New Delhi, Oct. 24: Celebrities do not drive the popularity of topics trending on Twitter, a study from India has suggested, challenging the notion that the most popular users are also the most influential on the online social network platform.
A study by computer scientists at the Indian Institute of Technology, Delhi, has found that while popular users post a higher number of original tweets and are the quickest to re-tweet on various topics, they do not influence what gets hot on Twitter.
The researchers scrutinised over 468 million tweets generated over a three-month span in India by 245 celebrities and their 10.4 million Indian followers to study the differences, if any, in the behaviour and influence of celebrities and other users.
"Popular users may serve as a barometer for what is interesting or emerging, but they have almost no influence on how fast something will trend on Twitter," said Aaditeshwar Seth, an assistant professor of computer science who supervised the research.
"Whether and how quickly a topic becomes hot on Twitter doesn't seem to depend on whether a celebrity or a non-celebrity user tweets about it," said Seth, who is among researchers trying to understand how information spreads through online social networks.
The IIT researchers, working with a collaborator at Australia's Information Communications Technology Research Centre, classified Twitter users into a hierarchy of four categories: the top 0.1 per cent most active and popular users with 6,828 or more followers each, medium popular users with 95 to 6,828 followers, ordinary users with 8 to 94 followers, and inactive users with less than eight followers.
They analysed the tweeting patterns of celebrities from politics, Bollywood and sports and those of other users during the growth, peak and decay phases of spikes in tweets and re-tweets that characterise trending topics, at times marked by hashtags.
They scanned tweets by Aamir Khan, Deepika Padukone and Chetan Bhagat representing Bollywood or entertainment; Omar Abdullah, Kiran Bedi and Shashi Tharoor from politics; and Sourav Ganguly, Sania Mirza and Lalit Modi from sports.
"We found that it is not easy to manipulate people only through celebrities," said Amit Ruhela, a research scholar and the first author of the study, whose findings have been published in the journal Computer Communications.
A topic appears to become popular on Twitter independently of the identities of the participants engaged in the Twitter chatter about that specific topic, Ruhela said.
The importance of the event and extraneous factors --- things that may have nothing to do with the actual traffic on online social networks -- appear to drive the popularity of a topic, he said.
The researchers are now trying to microscopically analyse individual events and understand the causal factors that drive the popularity of a topic on Twitter.
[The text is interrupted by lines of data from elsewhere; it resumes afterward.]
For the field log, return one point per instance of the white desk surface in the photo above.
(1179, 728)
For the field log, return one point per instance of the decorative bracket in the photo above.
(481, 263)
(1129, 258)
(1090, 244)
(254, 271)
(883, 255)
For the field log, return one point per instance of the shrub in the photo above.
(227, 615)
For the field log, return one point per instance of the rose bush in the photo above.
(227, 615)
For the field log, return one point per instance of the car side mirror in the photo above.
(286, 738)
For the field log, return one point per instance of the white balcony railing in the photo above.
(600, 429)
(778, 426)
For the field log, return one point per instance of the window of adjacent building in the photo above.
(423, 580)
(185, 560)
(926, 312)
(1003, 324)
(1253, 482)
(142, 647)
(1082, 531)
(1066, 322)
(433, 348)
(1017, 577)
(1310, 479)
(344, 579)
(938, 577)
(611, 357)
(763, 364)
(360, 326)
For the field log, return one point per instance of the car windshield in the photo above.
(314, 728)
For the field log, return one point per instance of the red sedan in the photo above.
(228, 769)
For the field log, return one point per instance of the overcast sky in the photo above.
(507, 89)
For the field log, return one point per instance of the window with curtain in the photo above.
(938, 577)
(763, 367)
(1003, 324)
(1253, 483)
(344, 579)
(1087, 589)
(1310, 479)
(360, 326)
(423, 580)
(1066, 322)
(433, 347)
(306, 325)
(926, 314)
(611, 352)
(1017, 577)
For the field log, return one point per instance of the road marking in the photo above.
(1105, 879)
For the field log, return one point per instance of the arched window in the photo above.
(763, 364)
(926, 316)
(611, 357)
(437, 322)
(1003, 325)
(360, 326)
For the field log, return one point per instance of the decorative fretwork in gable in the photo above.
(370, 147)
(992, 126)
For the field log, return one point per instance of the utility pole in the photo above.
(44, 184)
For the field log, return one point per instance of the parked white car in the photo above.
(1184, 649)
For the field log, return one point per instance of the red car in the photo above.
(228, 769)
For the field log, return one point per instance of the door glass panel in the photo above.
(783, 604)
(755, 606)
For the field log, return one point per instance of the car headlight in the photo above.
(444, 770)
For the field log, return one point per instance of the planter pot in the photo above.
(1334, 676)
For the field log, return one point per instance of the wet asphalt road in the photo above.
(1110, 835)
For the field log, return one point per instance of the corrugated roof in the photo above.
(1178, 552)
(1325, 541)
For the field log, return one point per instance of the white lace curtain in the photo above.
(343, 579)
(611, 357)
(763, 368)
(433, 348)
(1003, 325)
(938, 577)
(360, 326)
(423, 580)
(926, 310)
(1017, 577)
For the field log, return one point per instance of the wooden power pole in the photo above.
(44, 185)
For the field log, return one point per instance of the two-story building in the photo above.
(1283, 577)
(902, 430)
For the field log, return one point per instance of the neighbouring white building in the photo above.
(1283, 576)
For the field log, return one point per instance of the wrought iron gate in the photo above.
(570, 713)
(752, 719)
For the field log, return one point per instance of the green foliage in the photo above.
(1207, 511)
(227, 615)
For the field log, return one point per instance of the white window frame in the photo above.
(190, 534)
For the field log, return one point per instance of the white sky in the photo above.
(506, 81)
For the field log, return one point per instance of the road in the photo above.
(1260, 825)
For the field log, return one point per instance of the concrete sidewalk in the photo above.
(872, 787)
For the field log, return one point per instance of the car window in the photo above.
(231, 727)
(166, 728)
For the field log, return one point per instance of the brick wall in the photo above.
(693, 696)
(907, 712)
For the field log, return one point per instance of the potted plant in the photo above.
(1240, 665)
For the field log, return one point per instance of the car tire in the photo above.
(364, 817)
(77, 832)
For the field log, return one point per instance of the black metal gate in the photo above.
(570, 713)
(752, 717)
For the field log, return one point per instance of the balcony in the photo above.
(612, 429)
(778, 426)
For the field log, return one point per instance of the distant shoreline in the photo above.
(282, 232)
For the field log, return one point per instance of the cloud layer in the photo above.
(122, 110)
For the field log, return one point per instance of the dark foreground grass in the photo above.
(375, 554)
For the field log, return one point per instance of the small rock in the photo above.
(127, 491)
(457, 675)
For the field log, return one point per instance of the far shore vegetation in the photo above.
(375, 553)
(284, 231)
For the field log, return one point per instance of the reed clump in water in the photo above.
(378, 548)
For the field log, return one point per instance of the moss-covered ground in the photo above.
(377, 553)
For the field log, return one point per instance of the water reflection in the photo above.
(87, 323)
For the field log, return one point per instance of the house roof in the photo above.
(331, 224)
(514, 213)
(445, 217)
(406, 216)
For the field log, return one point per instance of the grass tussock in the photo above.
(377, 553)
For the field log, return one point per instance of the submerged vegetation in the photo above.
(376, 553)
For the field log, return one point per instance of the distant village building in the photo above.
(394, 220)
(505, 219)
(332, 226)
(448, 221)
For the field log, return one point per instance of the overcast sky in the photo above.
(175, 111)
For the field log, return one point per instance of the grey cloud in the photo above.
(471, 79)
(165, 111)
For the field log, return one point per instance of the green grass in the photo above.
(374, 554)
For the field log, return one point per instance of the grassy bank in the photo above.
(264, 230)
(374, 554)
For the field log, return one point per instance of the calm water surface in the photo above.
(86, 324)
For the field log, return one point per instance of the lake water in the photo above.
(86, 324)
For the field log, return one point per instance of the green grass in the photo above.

Earlier, Ruhela and his colleague Rudra Mohan Tripathy had analysed the speeds at which topics become popular on Twitter.
"Just because more people receive tweets from a celebrity doesn't mean they'll themselves re-tweet something because it's come from a celebrity," Seth said.
"Features specific to and internal to the events themselves appear to drive popularity on Twitter."
Their findings appear consistent with research from Britain last year that found that certain messages promoted through celebrities had had a limited impact on the general public.
Researchers Dan Brockington at the University of Manchester, Spenser Henson at the University of Sussex, and Martin Scott at the University of East Anglia, who had questioned 1,000 members of the public, found that 66 per cent could not link any celebrity with a list of seven well-known charities and aid organisations promoted through celebrities.
Their study suggested that while the awareness of charities and aid organisations was high, the awareness of celebrity advocates for those brands was low.
"The evidence suggests that the ability of celebrity advocacy to reach people is limited," the researchers had said, describing their findings in the Journal of Cultural Studies.
The IIT Delhi study represents efforts to understand and anticipate how topics grow on Twitter.
A joint study by researchers in Spain and the US had last year indicated that topic growth on Twitter can indeed be predicted days or even weeks in advance through knowledge of friends' networks on Twitter.
Manuel Garcia-Herranz, a computer scientist at the University of Madrid, and colleagues at Yale University and the University of California, San Diego, have shown that it is possible to identify a group of people --- sentinels or sensors --- with special positions among friends' networks that would allow information to go viral online.
Herranz and his colleagues had shown in a paper published in the journal PLOS One that it may be possible to identity sensor groups that could be used to anticipate important changes in public sentiments that could influence economic growth, elections, opposition movements, or even stock market movements.